Non-Inferiority Criteria
Criteria are based on lower bounds of confidence intervals of the
treatment difference. Usually the assumption is that both drugs are
equally effective (but there are exceptions), and the magnitude of the
lower bound is a pre-defined fraction of the full treatment effect against
an inactive treatment.
This fractional approach drives up the sample size.

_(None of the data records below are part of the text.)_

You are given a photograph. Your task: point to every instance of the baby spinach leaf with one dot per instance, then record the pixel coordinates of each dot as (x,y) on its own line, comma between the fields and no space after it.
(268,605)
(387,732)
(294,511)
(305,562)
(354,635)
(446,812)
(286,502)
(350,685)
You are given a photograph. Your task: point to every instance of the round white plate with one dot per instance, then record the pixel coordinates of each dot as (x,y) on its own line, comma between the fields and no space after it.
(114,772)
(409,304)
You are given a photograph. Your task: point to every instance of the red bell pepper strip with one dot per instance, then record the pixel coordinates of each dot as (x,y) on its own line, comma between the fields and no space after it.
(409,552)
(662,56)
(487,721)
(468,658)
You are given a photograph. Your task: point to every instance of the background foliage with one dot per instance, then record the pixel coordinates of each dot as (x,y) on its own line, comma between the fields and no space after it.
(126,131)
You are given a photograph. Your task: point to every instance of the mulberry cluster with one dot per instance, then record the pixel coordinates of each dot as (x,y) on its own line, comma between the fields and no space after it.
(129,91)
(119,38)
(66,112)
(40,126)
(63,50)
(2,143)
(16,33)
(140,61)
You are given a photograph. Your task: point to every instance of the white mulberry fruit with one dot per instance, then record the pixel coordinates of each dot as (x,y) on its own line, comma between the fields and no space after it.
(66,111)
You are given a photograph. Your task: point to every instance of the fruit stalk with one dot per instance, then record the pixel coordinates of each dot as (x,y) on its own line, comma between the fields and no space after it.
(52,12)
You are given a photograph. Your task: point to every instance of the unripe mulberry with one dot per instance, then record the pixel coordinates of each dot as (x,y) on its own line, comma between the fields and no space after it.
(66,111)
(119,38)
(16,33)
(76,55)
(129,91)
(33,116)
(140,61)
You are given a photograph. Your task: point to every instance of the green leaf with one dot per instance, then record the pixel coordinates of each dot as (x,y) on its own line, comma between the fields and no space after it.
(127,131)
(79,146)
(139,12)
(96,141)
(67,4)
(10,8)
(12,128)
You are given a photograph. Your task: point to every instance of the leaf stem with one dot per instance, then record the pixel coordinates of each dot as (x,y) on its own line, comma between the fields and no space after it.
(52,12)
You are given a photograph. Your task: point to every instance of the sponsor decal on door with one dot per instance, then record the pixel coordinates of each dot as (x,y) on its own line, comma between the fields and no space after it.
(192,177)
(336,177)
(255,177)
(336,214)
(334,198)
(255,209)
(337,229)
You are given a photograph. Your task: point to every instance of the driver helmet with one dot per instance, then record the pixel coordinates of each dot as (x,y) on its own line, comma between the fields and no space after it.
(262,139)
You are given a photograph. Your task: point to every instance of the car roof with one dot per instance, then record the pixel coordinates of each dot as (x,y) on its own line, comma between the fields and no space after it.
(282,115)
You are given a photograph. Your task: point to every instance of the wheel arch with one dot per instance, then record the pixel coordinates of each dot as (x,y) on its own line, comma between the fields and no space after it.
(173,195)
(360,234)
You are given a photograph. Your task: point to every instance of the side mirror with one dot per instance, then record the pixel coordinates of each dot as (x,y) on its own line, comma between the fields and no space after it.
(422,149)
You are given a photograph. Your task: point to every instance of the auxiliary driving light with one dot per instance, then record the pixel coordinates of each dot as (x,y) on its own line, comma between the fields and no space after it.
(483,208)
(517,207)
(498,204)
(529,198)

Example of a Sample Size Statement
For the test of non-inferiority in lung function, defined as the forced
expiratory volume in Liters (FEV1), a sample size of 145 subjects for
each treatment is required, assuming a standard deviation of 0.30 Liters
at about 80% power.
Non-Inferiority is achieved when the lower bound of the 95% confidence
interval of the treatment difference is -0.10 Liters or more (no upper
bound requirement), which is one-half the magnitude of an estimated
treatment difference of an active treatment vs. an-inactive treatment
(0.20 Liters).
Pre-Defined Fractions: Effect on Sample Size for Non-Inferiority
Fraction of Effect Size
for Lower Bound 95% CI
1.00
0.75
0.67
0.50
0.33
0.25
Sample Size/Treatment
37
64
81
143
316
567
There are many other methods and criteria used to determine the lower
bound criteria for non-inferiority. However, the one-half treatment effect
criteria has been used in clinical trials, and illustrates the effect on
sample size. In fact, this criteria results in a four-fold increase in sample
size over the test of superiority (beating the standard drug at 80% power
and 5% significance).
The important consideration is that the magnitude of the lower bound
criteria must be below a reasonable definition of therapeutic advantage
of the standard of care.
Conclusions and Overall Thoughts for Statisticians
 The Pharmaceutical industry will be reacting to increased scrutiny
of submitted data for drug approval.
o More safety data will be required (large safety trials designed
to evaluate rare adverse events)
o More efficient pivotal trials will be required to contain
enrollment costs in Phase III programs.
 Other methods of drug evaluation will evolve and work their way
into the industry
o Map of the human genome will allow a more efficient
enrollment criteria through better subject identification.
o Development of more specific biomarkers will help reduce
the variability of outcome measures.